Life, Parenting
comments 18

Five going on fifteen

I’ve noticed a shift in attitude from my 5-year old boy recently.  He has always known his own mind and has never been afraid to ask for what he wants, exactly when he wants it. But, this is more than ‘I want juice’, ‘I said the blue cup, not the red one’, ‘I’m not drinking anything until you make me a fresh drink in a new cup and if the beverage/colour of cup/way it is delivered is fitting to my mood then I will refrain from throwing it across the kitchen table in a blaze of fury’ kind of way.  Much more.

For example, when I asked him to brush his teeth this morning, he told me to ‘just zip it’.

JUST.ZIP.IT.

To which, once I had peeled my jaw off the floor, I responded with ‘Please don’t speak to me in that way’

OH, JUST SHUT UP.

I will not shut-up. Now, please go and brush your teeth.

FOR CRYING OUT LOUD, I WILL DO IT WHEN I AM READY.

I need you to brush your teeth now please.

FINE… STINKER.

Did you just call me a stinker?

DO YOU WANT ME TO BRUSH MY TEETH OR ANSWER?

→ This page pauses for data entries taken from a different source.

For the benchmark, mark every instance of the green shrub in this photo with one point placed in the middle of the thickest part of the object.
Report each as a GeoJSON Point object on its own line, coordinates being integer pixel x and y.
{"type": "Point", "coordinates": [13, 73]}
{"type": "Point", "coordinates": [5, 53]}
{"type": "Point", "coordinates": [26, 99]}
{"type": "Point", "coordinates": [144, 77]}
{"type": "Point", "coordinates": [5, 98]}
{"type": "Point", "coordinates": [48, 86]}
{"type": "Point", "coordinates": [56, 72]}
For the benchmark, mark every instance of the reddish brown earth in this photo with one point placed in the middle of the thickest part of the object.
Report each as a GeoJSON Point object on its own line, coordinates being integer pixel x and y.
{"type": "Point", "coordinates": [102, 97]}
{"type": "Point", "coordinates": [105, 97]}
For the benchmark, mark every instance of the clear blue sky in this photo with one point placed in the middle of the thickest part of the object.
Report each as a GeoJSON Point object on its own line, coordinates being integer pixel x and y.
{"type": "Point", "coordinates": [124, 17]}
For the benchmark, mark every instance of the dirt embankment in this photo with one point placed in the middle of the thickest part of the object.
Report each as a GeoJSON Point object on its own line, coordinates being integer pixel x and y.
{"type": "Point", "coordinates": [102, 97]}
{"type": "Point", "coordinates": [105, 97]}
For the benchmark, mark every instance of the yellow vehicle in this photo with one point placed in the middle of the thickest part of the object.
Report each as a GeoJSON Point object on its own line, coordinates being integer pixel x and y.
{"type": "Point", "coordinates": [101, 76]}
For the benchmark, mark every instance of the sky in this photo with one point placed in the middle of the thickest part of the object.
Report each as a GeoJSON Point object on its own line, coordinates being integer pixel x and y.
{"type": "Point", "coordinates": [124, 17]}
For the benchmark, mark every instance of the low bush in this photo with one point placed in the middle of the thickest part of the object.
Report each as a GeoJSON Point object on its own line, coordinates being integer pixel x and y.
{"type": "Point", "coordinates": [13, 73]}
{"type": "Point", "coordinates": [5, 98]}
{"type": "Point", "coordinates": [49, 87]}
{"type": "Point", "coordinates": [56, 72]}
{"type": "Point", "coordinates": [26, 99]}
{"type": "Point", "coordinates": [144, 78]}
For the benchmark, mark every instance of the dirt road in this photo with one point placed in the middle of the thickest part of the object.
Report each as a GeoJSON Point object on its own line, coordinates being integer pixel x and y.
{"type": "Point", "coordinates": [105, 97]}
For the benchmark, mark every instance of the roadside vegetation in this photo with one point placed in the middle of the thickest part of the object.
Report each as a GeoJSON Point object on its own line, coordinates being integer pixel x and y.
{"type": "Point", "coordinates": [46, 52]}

So, I let him get on with on it.

Later, as we walked to school and he was behaving like a perfect angel again, I explained that I don’t like it when he is so rude to me. He seemed to understand, apologised, and we left it at that.

As we did when it had happened a few days previously as well; probably because it was time to leave a friend’s house before he had finished playing, or it was time for bed and he wanted to stay up for a bit longer.  It is always ok until the next time he is asked to do something that he does not want to do, at a time when he does not want to do it. 

Then he folds his arms, shakes his head and says NO. I’M NOT DOING IT.

I do like that he challenges, ask questions and has bags of personality, and while I don’t want to quash that part of him, I do want him to be a little more respectful.  And, you know, not tell me to shut up.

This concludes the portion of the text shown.